Can We Back Into a Plan for More Relevant Learning Design?
If we look ahead to tomorrow’s workplace, we know that employees need to be increasingly:
Agile thinkers and problem solvers
Capable of managing and sorting through massive amounts of information
If we look at today’s college graduates, what do we see? In one New York Times report, Steven Ratner describes millennials as “the best educated generation.” Yet, despite his characterization of them as “engaged, upbeat and open to change,” he also notes that “They are faced with a slow economy, high employment, stagnant wages and student loans that will constrict their ability both to maintain a reasonable lifestyle and to save for the future.”
While it’s reasonable to look to the state of the economy to understand what landed many of this generation of 18-34-year-olds into their current plight, we must also examine the means by which we prepare young people for the workplace in any given time period and in the face of ever changing economic forces.
Education vs. Training Redux
Despite reports of a lagging economy and its impact on the unemployment rate, we still see many jobs being left unfilled every year. While our universities continue to preach the value of a liberal arts education, we are also seeing the growth of “academies” of learning directed at training today’s unemployed graduates and career changers for those open positions. Think Code Academy,Hacker Academy, General Assembly, Galvanize, etc.
In addition to this, we’ve seen organizations such as the Thiel Fellowshipawarding hundreds of thousands of dollars at a time to individuals to circumvent the traditional college education and work on what is now estimated to be over a half a billion dollars of aggregate worth in the past few years.

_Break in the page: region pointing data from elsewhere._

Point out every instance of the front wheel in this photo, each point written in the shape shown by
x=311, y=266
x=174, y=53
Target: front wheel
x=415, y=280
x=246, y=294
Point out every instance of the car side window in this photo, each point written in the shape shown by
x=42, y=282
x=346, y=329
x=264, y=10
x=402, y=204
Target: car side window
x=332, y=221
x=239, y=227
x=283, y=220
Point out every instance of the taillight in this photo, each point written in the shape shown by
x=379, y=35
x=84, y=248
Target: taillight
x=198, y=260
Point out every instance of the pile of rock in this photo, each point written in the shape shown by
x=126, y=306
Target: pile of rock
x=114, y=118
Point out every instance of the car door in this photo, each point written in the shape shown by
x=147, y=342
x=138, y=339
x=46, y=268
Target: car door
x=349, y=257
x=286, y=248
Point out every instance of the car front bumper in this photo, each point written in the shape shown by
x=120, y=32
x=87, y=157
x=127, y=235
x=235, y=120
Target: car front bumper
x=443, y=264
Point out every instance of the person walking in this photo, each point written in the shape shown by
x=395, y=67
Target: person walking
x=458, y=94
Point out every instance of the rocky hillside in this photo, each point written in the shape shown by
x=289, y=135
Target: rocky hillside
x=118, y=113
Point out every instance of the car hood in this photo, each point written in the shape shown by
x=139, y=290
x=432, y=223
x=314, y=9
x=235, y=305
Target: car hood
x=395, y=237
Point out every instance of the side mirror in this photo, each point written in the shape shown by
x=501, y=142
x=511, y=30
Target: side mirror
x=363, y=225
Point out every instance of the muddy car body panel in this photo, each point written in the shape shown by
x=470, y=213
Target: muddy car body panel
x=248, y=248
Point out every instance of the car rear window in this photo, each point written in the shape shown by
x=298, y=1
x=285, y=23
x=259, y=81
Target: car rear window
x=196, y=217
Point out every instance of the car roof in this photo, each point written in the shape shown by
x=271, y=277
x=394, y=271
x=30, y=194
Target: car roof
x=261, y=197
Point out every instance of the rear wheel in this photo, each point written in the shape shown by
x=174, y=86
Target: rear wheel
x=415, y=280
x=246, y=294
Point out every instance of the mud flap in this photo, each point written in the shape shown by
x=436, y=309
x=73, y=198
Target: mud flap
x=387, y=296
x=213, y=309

What we see in common of course is the common denominator of technology associated with all of these efforts. Additionally, we know these groups focus on:
Hands-on learning activities
Real-life business engagements
Mentor-driven learning experiences
Still, we hear about the value of the four-year college experience, and particularly the liberal arts degree. We are still considering the value of that experience toward the development of a more fully-rounded individual, one who has learned from history and who is capable of engaging in the highly analytical thought process that may contribute to the vast amount of problem solving and decision making activities required in today’s and tomorrow’s workplace.
Backward Plan, But Start from the Beginning
We shouldn’t have to wait until college to learn how to think. Or how to think deeply. More project-based learning, more maker-based learning activities and the establishment of mentorship programs at earlier ages can help prepare the students of today for a more complex workplace of tomorrow.
While not everyone will be coding for a living, the students of tomorrow (as do many of today) will understand the principles behind the most relevant of programming languages. Design thinking and systems thinking will play increasing roles in how curriculum is developed and the result will be a stronger candidate for the workplace of tomorrow.
Universities are thinking about this already and considering their place in the world. The same should be true of K-12. How we learn is no longer a part of a single paradigm. Where we do so shouldn’t be, either.